In focus: Prospect Garden

Prospect Gardens

Many campus visitors stop to admire the lush landscaping at Prospect Garden.

 




At left:
The garden, established in the mid-1800s, includes a colorful array of 8,000 flowers ranging from geraniums to iris.


Photos: Denise Applewhite

All summer long, visitors to Princeton's Prospect House are treated to a view of its lush, colorful garden.

• Planting in the garden began shortly after the house was completed in 1849. Around that time the cedar of Lebanon, the hawthorn and the yew were installed near the tower on the west side. The cedar, a magnificent specimen, was one of the highlights of the garden until it was toppled during a snow storm in April 2003.
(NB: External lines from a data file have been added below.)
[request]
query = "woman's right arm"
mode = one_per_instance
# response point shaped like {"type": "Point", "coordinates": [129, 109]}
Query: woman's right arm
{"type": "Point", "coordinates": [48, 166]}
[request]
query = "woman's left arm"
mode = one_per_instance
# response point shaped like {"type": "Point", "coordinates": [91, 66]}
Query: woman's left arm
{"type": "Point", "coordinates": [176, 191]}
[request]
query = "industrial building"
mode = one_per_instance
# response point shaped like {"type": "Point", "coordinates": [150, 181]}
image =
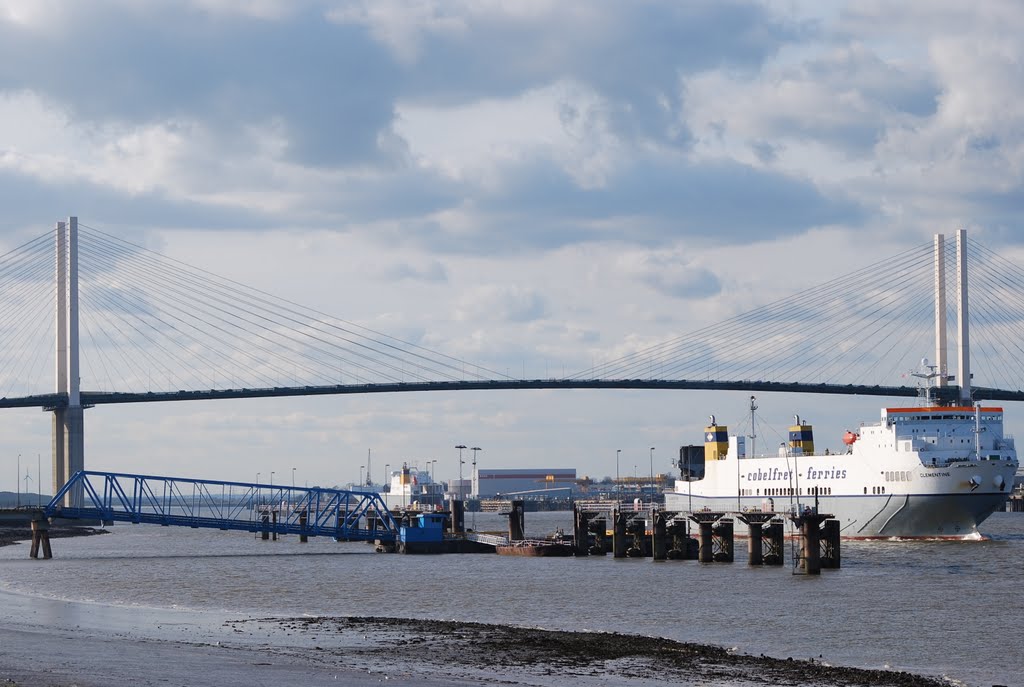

• The current layout was designed by Ellen Wilson, wife of former Princeton president Woodrow Wilson, who lived at Prospect House from 1902 until 1910. When viewed from above, the garden's pathways define the outline of the University seal. 

Prospect Gardens

• Eight thousand flowers are planted in the garden every year during a two-week period in May, after the tulip bulbs that bloomed in the spring are removed. Four landscapers from the grounds department plant the garden, which is planned by grounds supervisor John Wisniewski and supported by a gift from an anonymous donor.

• The 7-foot-wide flower beds contain geraniums, begonias, ageratum, impatiens, four kinds of marigolds and a dozen other types of flowers. The garden's permanent collection of perennials has day lilies, hibiscus, iris and other plants.